Don’t wake up on day two with negative expectations regarding your child’s behaviour. Remain optimistic that what you’re doing is working and will work if you keep at it.
Day three: Walk the walk
Jayne Bellando, Ph.D., paediatric psychologist at Arkansas Children’s Hospital, suggests the importance of leading by example. In other words, if you want your children to exemplify good behaviour and maturity, then once again, you must look inward. You have to be a shining example of what you want your kids to be if you ever hope to make an impact on their overall behaviour. In time you’ll see that the impressionability of your kids will play a factor in how they behave on a routine basis.
Day four: Validate before disciplining
Gary M. Unruh, author of Unleashing the Power of Parental Love, believes “[K]ids usually act out for a reason. That’s why you should point out the feelings that caused your child to misbehave, and then give her a fair consequence.” Offer our child the feeling of acceptance and understanding even as their being punished for bad behaviour.
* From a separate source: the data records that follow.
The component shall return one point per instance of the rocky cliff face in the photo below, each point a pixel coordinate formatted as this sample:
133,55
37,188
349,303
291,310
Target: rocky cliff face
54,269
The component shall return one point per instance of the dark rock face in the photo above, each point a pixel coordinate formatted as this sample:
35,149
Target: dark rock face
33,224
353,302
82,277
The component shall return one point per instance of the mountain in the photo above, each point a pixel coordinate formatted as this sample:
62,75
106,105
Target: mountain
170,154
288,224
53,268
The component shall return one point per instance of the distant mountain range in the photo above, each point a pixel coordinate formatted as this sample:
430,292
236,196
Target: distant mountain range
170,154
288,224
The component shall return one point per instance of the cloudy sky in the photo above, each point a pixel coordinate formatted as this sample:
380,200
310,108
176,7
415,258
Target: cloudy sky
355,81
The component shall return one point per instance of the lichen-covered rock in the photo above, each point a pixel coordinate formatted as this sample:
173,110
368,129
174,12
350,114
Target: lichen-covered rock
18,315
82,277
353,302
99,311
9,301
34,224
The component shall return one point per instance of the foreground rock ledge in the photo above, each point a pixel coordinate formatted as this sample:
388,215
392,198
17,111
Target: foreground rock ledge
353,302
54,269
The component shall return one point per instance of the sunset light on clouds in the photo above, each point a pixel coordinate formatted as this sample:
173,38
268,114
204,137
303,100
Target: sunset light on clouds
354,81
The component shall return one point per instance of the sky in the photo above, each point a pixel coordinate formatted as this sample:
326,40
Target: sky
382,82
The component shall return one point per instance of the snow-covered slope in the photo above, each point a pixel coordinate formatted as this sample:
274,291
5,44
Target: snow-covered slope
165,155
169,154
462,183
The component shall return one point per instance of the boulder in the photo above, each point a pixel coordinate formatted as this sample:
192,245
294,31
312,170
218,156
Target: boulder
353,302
Help validate and clarify what they’re trying to express before just blindly assigning a punishment, parents. Kids often lash out because they can’t properly emote or express their feelings or thoughts. Help them to do so, and don’t make them feel isolated or alone in the process. Let them know you still love them, but you have to punish them for their misconduct.
Day five: Be consistent
Bertie Bregman, M.D., chief of family medicine service at New York-Presbyterian Hospital, claims,”Parents need to be consistent, make your expectations clear, and avoid your own outbursts.” Similar to what we addressed earlier, you have to be calm and collected–no matter what.
If you don’t want your kid’s behaviour to be volatile, then you should also remain consistent. You can’t be calm one day, then unruly and unfair the next day. Consistency is key, parents. Remember, it’s up to you to lead by example.
Day six: But sometimes change the rules
If a lot of your kid’s bad behaviour comes from the same sources, experts recommend changing up the rules. “Sometimes,” says Catherine Hickem, author of Regret Free Parenting, “you simply have to deal with the havoc of resetting boundaries.”
Don’t let the same issues arise in your household. If your kid is constantly getting upset over, for example, screen-time, it’s time to mix it up. Instead of allowing the same routine that consistently causes friction, change your rules! Don’t allow for reoccurring problems and reoccurring bad behaviour. Either limit screen-time further or change the times at which your kid can watch.
Day seven: Chill out
Day seven is the day in which you take a look back at all of the progress you’ve made thus far. Take the time to look back and see how far you and your kids have come in dealing with bad behaviour–both yours and their own. After you’ve reflected for a while on the successes and downfalls of the week, take a rest from it all. You’ve earned it. Then, after a well-deserved parenting break, it’s time to further address any lingering issues. Try implementing whichever strategy you found most effective and take note for future purposes.